According to the EMH, information is distributed equally among all market participants, they all hold similar interpretations of that information and all can get access to all the credit they need at any time at the same rate. In other words, everyone is considered to be identical in terms of what they know, what they can get and what they do with that knowledge and cash. This results in a theory which argues that stock markets accurately price stocks on the basis of their unknown future earnings, i.e. that these identical expectations by identical investors are correct. In other words, investors are able to correctly predict the future and act in the same way to the same information. Or more simply put, EMH is the belief that by some miracle markets will take care of problems that arise.

The logical fallacy here is so obvious that I wouldn’t bother to take it apart if it weren’t for the fact that EMH adherents insist continuing to defend it!
Look, if everyone held identical opinions then there would be no trading of shares as trading obviously implies different opinions on how a stock will perform. Similarly, in reality investors are credit rationed, the rate of borrowing tends to rise as the amount borrowed increases and the borrowing rate normally exceeds the leading rate. In fact, Eugene Fama, the developer of the theory was honest enough to state that the “consequence of accommodating such aspects of reality are likely to be disastrous in terms of the usefulness of the resulting theory… The theory is in a shambles.” (W.F Sharpe, quoted by Keen, Debunking Economics, p. 233).

Despite the obvious problems with the theory, it flowered because it was used as a theoretical rationale for deregulating markets. In fact, those who adhere to the EMH are like religious fanatics in their defense of the theory. If you’re interested in a more academically rigorous smackdown of the EMH, I would refer you to Joseph Stiglitz, who published a proof showing that if the efficient market hypothesis was true it would be logically irrational to spend money on research — which people clearly do. Stiglitz would eventually win The Nobel Prize in economics for his contributions.
Suffice it to say that the empirical case for EMH was never made; it was mostly an ideological belief. The failure of EMH didn’t come quickly, it was a gradual unraveling, but by the 1990s a number of developing nations experienced crippling financial crises though their governments had done their best to follow the dogma of Efficiency Markets Hypothesis apostles, in particular by deregulating financial markets and encouraging foreign investment.
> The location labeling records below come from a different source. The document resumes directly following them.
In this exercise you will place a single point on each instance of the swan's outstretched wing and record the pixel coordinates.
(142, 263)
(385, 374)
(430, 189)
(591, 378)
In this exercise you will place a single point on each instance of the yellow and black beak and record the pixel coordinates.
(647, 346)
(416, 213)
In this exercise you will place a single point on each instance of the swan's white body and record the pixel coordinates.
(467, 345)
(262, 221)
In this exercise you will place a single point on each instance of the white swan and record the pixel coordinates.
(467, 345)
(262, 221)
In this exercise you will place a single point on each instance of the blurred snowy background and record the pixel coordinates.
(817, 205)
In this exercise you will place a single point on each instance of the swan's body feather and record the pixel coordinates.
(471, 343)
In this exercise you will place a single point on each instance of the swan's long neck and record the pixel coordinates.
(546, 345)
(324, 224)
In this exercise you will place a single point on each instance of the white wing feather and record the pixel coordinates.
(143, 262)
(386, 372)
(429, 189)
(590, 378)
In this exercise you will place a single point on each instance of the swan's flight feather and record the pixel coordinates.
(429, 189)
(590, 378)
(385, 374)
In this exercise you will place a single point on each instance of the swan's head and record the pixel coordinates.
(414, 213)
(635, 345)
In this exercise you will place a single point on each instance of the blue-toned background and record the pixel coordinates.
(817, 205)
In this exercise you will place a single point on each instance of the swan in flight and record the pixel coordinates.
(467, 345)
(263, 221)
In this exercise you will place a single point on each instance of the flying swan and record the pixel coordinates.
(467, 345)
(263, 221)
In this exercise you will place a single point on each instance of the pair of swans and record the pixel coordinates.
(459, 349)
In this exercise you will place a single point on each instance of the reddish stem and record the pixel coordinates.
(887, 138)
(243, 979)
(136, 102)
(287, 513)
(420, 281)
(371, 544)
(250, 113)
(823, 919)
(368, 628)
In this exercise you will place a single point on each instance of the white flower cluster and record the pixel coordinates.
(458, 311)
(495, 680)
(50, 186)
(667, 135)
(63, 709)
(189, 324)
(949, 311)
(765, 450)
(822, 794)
The experience of the United States itself provides ample evidence against the validity of EMH. The dot com crash and the government-supported rescue of hedge funds provided a harbinger of the massive bailouts of 2008 and 2009, in the process undermining the key assumptions of the Efficient Market Hypothesis in the process.

Tragically, these lessons have gone unlearned. Despite repeated failures to meet the test of experience, the Efficient Markets Hypothesis has remained central to finance theory and to policy even now, after the disastrous financial shitstorm of 2008.

Well, boys and girls: what have we learned? First, my aim here is not to equate capitalism with rape (which upon further reflection is not a stretch). Rather, my aim is to point out fallacious reasoning. Certain things might (or might not) be inherently part of human nature or cannot be completely eliminated, but that isn’t a sufficient condition for a logically cohesive argument that they should be encouraged. If you want to argue that they should be encouraged, you must give other reasons.

The only other reason I seem to get is the ridiculously reactionary response of “Communism doesn’t work,” or “socialism is dead” (it isn’t), which displays an ignorance of the enormous and diverse body of economic and ethical thought that is not neoconservative.